Senate Democrats are demanding answers from David Ellison, the CEO of Paramount-Skydance, about his company's dealings with the Trump administration as they pursue a takeover of Warner Bros. Discovery. And they're not asking nicely.
In a letter that Variety obtained, lawmakers accused Ellison of a "pattern of evasion" when questioned about potential conflicts of interest. That's Senate-speak for "we think you're hiding something."
The concern centers on whether Paramount received favorable regulatory treatment for its massive Warner Bros. acquisition bid in exchange for... well, that's what they're trying to find out. Did Ellison make promises to the administration? Were there backroom deals about content, coverage, or corporate structure?

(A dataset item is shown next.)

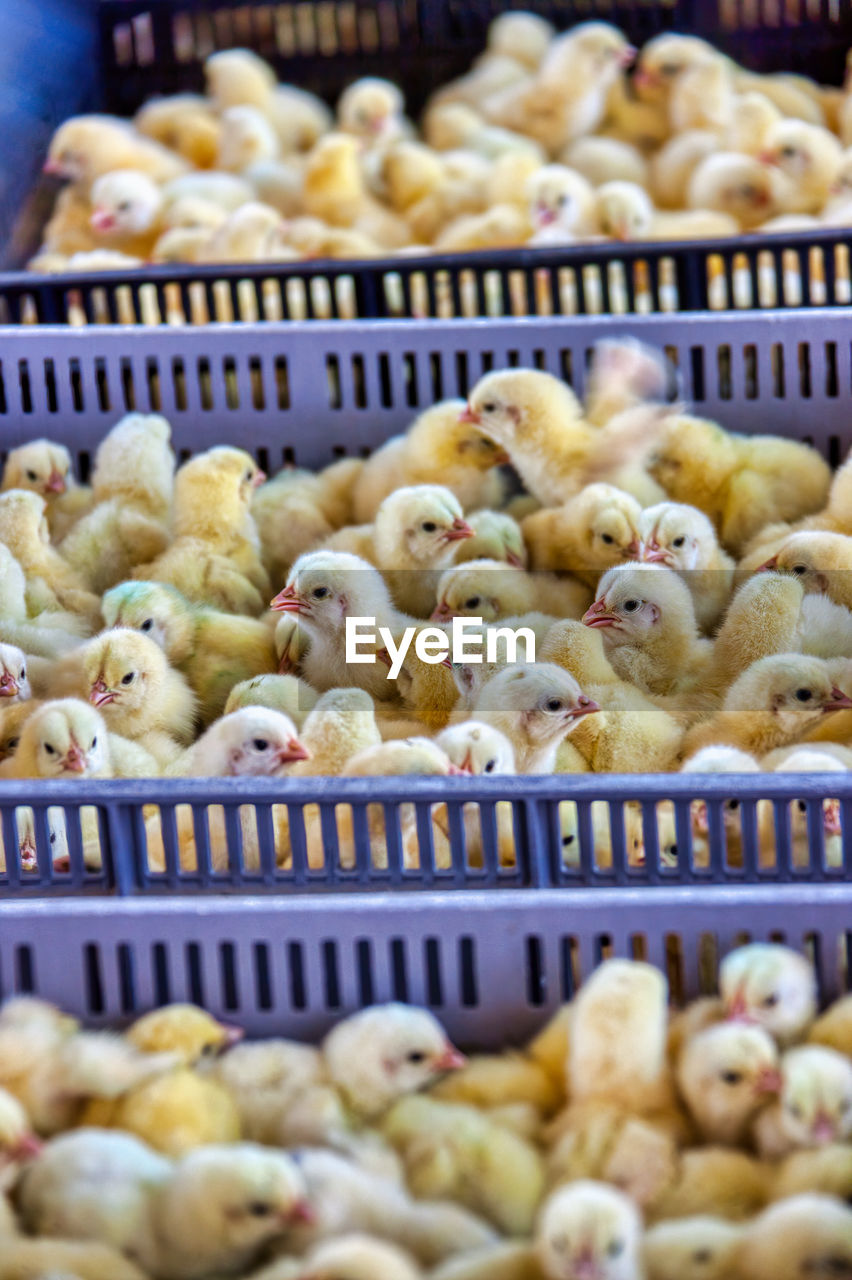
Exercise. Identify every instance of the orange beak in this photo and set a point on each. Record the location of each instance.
(287, 602)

This isn't just Washington being Washington. Media consolidation matters, and when a company controlling major film studios, television networks, and streaming platforms gets cozy with political power, it raises legitimate questions about editorial independence and regulatory capture.

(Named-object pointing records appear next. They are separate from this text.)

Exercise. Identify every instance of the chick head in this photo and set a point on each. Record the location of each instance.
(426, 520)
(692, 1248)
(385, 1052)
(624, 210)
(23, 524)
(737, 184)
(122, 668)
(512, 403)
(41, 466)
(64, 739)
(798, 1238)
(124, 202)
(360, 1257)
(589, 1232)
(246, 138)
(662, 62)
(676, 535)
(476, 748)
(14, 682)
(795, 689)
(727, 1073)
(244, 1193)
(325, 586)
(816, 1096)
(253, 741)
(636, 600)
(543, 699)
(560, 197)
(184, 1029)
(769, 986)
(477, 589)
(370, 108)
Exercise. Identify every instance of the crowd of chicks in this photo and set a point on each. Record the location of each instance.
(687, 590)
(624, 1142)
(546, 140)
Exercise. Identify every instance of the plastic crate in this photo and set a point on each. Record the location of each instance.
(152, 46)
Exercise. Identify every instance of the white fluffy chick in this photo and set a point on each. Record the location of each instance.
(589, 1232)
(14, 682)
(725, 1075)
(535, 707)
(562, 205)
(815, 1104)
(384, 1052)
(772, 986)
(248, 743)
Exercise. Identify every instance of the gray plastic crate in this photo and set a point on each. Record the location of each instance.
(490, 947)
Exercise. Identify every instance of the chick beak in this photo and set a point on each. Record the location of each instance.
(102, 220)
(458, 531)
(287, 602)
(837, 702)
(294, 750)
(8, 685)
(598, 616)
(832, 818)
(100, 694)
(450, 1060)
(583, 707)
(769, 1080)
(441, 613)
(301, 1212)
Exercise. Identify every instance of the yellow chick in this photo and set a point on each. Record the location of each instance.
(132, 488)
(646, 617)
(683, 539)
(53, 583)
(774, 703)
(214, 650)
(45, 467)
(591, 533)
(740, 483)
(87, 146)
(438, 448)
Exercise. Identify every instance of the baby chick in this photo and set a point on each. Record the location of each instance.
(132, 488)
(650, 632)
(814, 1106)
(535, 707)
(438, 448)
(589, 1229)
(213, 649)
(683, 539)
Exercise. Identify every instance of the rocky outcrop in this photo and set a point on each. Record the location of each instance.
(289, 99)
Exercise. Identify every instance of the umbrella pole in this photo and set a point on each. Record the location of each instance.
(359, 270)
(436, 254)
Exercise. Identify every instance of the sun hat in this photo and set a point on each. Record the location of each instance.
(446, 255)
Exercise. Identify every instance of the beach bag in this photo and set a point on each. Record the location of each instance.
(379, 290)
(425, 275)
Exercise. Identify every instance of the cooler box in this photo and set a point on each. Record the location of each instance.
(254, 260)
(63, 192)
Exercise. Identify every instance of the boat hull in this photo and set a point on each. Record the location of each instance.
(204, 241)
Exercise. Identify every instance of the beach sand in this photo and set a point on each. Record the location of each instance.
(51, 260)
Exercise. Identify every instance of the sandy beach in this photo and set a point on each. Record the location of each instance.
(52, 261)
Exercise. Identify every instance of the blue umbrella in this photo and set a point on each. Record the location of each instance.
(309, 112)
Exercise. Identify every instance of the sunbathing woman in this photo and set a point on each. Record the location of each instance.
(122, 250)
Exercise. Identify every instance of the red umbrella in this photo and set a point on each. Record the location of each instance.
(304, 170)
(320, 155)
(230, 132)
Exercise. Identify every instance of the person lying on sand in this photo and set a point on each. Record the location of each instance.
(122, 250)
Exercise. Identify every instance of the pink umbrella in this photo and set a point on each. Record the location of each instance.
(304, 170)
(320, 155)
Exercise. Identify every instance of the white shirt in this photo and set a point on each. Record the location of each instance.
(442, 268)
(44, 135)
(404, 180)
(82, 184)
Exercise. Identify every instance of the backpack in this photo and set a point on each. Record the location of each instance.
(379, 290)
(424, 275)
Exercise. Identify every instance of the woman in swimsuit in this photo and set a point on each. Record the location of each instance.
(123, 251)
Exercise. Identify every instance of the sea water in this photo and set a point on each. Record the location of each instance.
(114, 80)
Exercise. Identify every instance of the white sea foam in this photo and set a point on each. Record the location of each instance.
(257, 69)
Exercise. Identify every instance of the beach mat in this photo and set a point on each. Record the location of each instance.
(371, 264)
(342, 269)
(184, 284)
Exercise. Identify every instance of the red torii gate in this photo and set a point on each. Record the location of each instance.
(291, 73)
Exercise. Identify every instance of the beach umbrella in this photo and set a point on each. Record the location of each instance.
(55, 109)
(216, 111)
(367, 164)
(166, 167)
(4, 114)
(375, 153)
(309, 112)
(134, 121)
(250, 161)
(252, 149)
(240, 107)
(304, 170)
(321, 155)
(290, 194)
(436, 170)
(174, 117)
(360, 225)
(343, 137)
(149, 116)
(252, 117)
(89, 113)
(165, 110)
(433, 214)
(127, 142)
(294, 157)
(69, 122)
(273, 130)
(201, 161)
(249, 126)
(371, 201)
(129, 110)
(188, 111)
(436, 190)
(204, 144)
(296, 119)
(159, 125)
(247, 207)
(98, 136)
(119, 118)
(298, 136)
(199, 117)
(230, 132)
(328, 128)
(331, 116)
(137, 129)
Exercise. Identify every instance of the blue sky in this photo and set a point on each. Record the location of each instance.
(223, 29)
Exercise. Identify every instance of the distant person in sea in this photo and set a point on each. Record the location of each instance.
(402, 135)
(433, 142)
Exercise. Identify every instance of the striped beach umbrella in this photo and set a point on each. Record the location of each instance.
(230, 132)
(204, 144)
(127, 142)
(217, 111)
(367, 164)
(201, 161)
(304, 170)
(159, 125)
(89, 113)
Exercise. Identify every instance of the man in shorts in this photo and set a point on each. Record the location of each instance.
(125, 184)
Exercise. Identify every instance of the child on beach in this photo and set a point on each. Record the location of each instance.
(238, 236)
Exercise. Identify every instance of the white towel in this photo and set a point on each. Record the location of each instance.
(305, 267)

Ellison, the son of Oracle founder Larry Ellison, has been trying to build an empire through Skydance's acquisition of Paramount and now the attempted Warner Bros. deal. It's ambitious. It's also exactly the kind of consolidation that makes antitrust watchdogs nervous.

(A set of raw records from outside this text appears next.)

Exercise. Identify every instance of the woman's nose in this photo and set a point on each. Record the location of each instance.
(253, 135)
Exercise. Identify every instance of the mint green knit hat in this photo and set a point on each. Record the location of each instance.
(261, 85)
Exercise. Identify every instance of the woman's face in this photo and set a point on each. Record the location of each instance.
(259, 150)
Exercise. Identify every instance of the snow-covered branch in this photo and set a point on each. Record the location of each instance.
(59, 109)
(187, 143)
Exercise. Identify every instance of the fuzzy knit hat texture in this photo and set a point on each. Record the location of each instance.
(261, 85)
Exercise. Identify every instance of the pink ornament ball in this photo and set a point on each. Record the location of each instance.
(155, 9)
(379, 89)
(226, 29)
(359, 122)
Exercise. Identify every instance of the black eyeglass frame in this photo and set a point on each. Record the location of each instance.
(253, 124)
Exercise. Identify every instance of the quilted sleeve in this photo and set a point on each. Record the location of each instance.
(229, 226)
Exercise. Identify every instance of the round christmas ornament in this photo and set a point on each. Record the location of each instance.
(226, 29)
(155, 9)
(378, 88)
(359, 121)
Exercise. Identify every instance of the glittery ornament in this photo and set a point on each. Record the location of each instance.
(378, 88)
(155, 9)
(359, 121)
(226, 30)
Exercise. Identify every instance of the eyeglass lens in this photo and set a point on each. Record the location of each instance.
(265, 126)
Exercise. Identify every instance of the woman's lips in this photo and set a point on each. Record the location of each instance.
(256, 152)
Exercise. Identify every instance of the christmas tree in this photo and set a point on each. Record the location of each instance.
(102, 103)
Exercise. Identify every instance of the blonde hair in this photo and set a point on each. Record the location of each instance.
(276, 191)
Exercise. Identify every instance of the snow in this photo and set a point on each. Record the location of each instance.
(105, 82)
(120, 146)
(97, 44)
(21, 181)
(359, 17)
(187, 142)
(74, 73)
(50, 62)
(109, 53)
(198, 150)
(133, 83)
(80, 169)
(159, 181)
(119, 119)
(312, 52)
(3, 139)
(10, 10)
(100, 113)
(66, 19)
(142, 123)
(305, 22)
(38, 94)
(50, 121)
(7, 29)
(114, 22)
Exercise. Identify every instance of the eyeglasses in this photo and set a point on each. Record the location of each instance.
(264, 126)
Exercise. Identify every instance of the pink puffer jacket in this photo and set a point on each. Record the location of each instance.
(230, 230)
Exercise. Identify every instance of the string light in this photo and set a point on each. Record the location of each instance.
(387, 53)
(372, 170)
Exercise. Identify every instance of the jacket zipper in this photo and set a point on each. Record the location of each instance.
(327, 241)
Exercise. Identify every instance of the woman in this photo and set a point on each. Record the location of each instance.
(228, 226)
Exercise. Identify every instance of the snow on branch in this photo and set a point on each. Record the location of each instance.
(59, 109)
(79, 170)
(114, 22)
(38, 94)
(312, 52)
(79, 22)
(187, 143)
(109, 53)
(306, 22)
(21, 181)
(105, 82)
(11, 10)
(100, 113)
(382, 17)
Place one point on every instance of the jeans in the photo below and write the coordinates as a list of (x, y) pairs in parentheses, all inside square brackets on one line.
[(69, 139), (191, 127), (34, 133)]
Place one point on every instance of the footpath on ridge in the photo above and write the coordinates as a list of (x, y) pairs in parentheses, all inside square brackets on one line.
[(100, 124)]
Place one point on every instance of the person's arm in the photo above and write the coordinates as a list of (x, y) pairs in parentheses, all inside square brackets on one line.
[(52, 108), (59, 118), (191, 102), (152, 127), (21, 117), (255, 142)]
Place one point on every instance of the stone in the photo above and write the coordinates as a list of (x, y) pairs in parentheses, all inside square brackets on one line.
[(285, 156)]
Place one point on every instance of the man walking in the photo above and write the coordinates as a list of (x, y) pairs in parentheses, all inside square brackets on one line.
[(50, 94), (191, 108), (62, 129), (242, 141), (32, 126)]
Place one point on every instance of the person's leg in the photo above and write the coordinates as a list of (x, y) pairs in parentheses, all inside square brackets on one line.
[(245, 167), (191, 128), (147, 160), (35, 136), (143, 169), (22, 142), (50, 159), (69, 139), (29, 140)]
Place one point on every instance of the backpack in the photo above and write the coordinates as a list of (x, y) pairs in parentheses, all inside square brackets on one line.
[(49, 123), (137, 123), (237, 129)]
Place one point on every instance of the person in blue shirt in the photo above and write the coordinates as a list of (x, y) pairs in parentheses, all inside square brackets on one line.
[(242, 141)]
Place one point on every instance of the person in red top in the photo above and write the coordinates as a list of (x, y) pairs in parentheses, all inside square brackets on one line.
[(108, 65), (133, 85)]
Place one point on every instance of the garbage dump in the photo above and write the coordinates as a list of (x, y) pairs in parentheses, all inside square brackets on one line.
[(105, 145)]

The timing is particularly interesting given James Cameron's public opposition to Netflix acquiring Warner Bros.—a separate but related deal. What's emerging is a picture of Hollywood's legacy studios being carved up by tech money and streaming giants, with questions about who's greasing which wheels.
Senate investigations like this can go two ways: they either uncover actual wrongdoing and blow up deals, or they generate headlines for a few weeks before quietly fading. The "pattern of evasion" language suggests Democrats think there's something worth finding.
For Ellison, the stakes are enormous. If he can pull off both the Paramount and Warner Bros. acquisitions, he'll control a massive chunk of American entertainment infrastructure. If the Senate investigation finds problematic Trump connections, the whole thing could collapse.